With than in mind, Etter —who just happens to have 20 years experience as an improv teacher (we've reported on how well that works in corporate environments) and is member of the National Puzzlers League— shared some of his best practices to encourage better collaboration with Fast Company.
Understand What Collaboration Is...and What It Isn’t
Etter says there’s a big difference between working alongside other staff members and actually collaborating. He was surprised to find out exactly how true this was at a recent Foolympics that featured guest speaker Michael Lewis, the author of Moneyball and The Blind Side. For the event, Etter created a puzzle based on the titles of Lewis' books to encourage engagement between bites of salad during lunch.
Gardner says Lewis's team was a shoo-in to win but they came in dead last. Etter says it was likely because the team hadn’t worked together before and weren’t quick to provide feedback and challenging positions.
Etter says he’s always trying to find a balance between the Motley Fool’s core values of competition and collaboration. So he tries to mix up events and offer only small prizes such a store gift card to avoid overzealous competitors and sore losers. "The reward is the event," he says.
"Too much of anything will start to be criticized," adds Etter, so he makes sure to have a variety of events and is careful to do small internal tests before rolling out to the company’s 200 employees. Most companies sign up for a ropes course once and call it bonding. Etter presents such physical challenges in addition to pub trivia quizzes (with financial trivia mixed in, natch) and quick puzzles to start long meetings.

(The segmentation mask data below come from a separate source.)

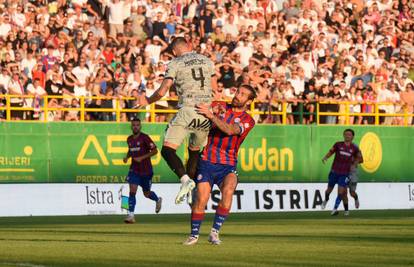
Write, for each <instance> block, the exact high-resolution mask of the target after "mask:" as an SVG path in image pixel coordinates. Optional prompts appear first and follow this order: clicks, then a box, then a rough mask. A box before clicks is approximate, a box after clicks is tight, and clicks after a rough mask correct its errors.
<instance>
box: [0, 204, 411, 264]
mask: <svg viewBox="0 0 414 267" xmlns="http://www.w3.org/2000/svg"><path fill="white" fill-rule="evenodd" d="M212 216H213V215H208V216H207V217H206V220H205V221H204V223H203V225H202V231H201V236H200V240H199V243H198V244H197V245H195V246H192V247H186V246H183V245H182V244H181V243H182V242H183V241H184V240H185V239H186V237H187V235H188V231H189V222H188V221H189V215H140V216H136V219H137V223H136V224H134V225H124V224H123V223H122V219H123V217H121V216H69V217H25V218H0V266H29V267H33V266H108V267H109V266H111V267H112V266H384V267H389V266H414V210H398V211H351V215H350V216H349V217H344V216H343V215H342V214H340V215H339V216H338V217H331V216H330V215H329V212H305V213H253V214H246V213H245V214H230V217H229V218H228V220H227V221H226V223H225V224H224V226H223V229H222V231H221V239H222V241H223V243H222V245H220V246H212V245H210V244H209V243H208V242H207V234H208V232H209V230H210V227H211V224H212V218H213V217H212Z"/></svg>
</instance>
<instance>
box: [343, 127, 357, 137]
mask: <svg viewBox="0 0 414 267" xmlns="http://www.w3.org/2000/svg"><path fill="white" fill-rule="evenodd" d="M346 132H350V133H351V134H352V136H355V132H354V130H352V129H349V128H348V129H345V131H344V133H346Z"/></svg>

"Brainstorming is a two-way street," says Etter. One thing he teaches his improv workshops is that you have to create but you also have to listen. The "Yes, and..." technique ensures you are building on an original ideal. "Brainstorming is more than just throwing it all out there. Otherwise you have 30 ideas and picking one may hurt you," says Etter. Instead try to figure out how to riff off two or three. "That’s fewer ideas but more conversation and thought about what is suggested," he says.
Hack the "Hackathon"
Though Etter confesses he wasn’t aware of Facebook’s famous "Hackathons," a.k.a. cram sessions designed to spur innovative solutions, he does say he wants to start doing more intensive exercises with Motley Fool’s programmers. Taking a lesson from the "marshmallow challenge" inspired by a TED talk in which teams compete to build a structure out of spaghetti strands holding a marshmallow aloft, he’s intrigued by the results observed so far among his colleagues.
"There are no guidelines, other than the end result to get the marshmallow as high off the table as possible," says Etter. The lack of instructions is a constant theme in his own puzzles, Etter says, because it pushes the team to discover patterns and come up with creative solutions.
But he’s also found that teams often spend too much time planning and not enough time building. "Kindergarteners are the most successful," Etter asserts, because they don’t plan they just start on the structure.
"If it collapses they are are only four minutes in and start over." Conversely, business school students fare worse because they busy themselves drawing up strategies and run out of time before the first strand is place.
This carries larger lessons for collaboration, says Etter. "You have to modify and adapt as you go."